AODstats provides the ability to track trends of acute harms at the community level, and help inform policy and strategies to intervene and minimise the impact or spread of these harms.
This information provides a convenient, interactive, statistical resource for policy planners, drug service providers, health professionals and other key stakeholders interested in the harms relating to alcohol and other drug use in Victoria.
For further information on the analysis, please see the methods document.
- Data indicator: Ambulance
- Data Source: The Ambo Project – Turning Point.
- Details of data analysis: Ambulance data are extracted from NASS, the National Ambulance Surveillance System. Data includes alcohol and other drug-related events attended by ambulance paramedics in Victoria. The original clinical data from Ambulance Victoria is provided to Turning Point, where specialist project staff manually code events for alcohol and other drug involvement. Data is based on the location of the ambulance event.
- Numbers: cell sizes less than 5 are obfuscated in line with ethics and data custodian requirements. Some other categorical data may also be obfuscated if a category can be calculated by subtracting any remaining categories from the total.
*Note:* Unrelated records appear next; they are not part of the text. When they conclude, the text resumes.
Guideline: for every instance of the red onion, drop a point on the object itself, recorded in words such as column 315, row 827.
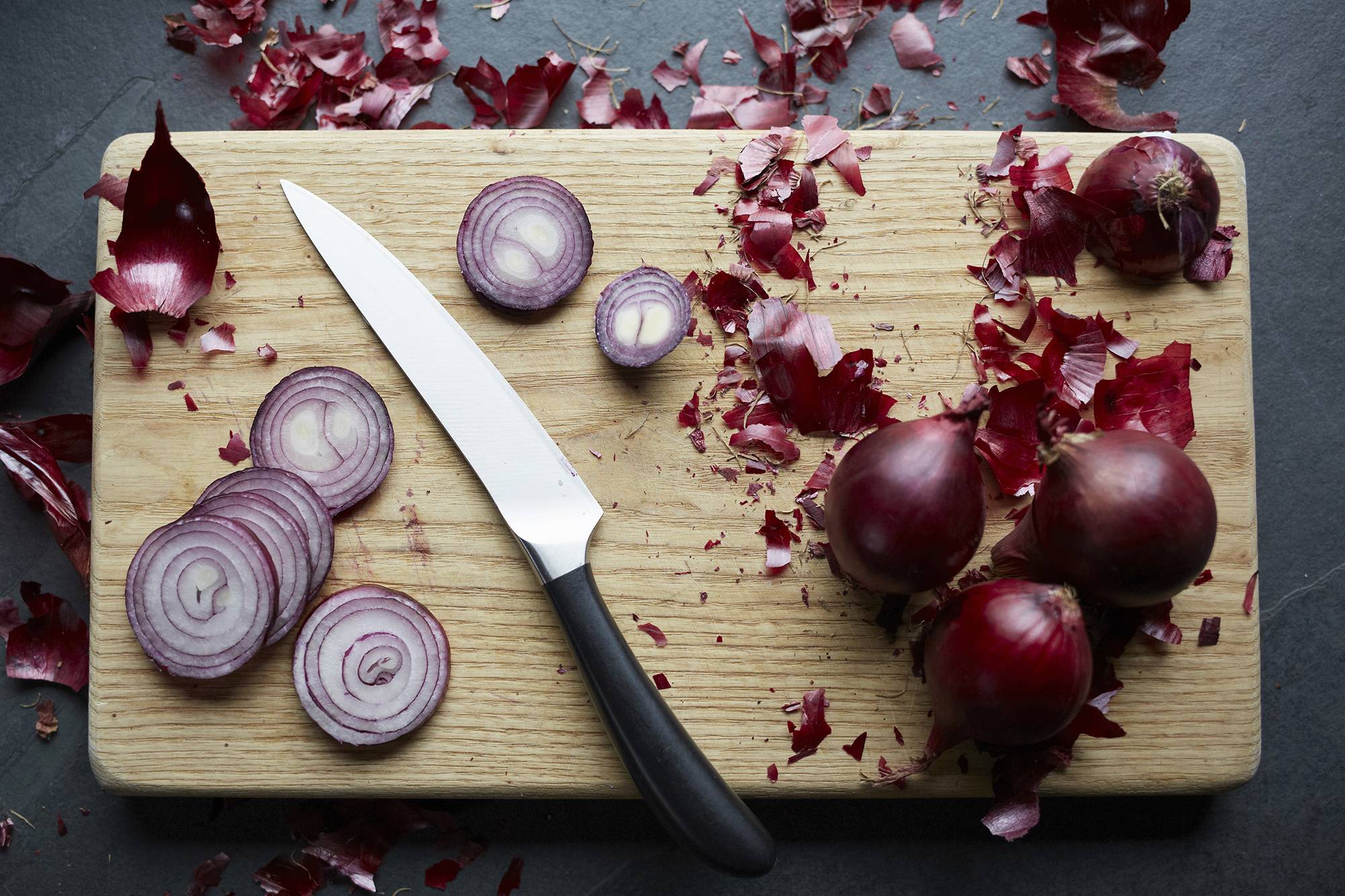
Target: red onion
column 371, row 665
column 299, row 501
column 286, row 545
column 524, row 244
column 1163, row 202
column 1008, row 663
column 201, row 596
column 906, row 509
column 1125, row 517
column 642, row 317
column 330, row 427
- Rates: rates are crude rates, which can allow for adjustment of population sizes across different areas, however these do not adjust for certain demographic attributes (specifically age and sex). The advantage to using crude rates is particularly important from a policy perspective, to understand what is influencing the rates. For example, it is important for policy and services to be aware if an area has more men and younger people.
- Population estimates: ABS estimated resident population (ERP) on age, sex and statistical local areas are used throughout AODstats based on calendar year of data. For financial year datasets the earliest year is used (e.g. 2012/13, 2012 ERP is used)
There are limitations to using administrative data for purposes other than what it was originally intended when collected. This includes:
- Incomplete or missing data and inadequate coding.
- Crude rates are used, which do not allow for certain demographic attributes (age and gender) to be compared accurately across areas, and also rates based on small numbers can produce unstable results.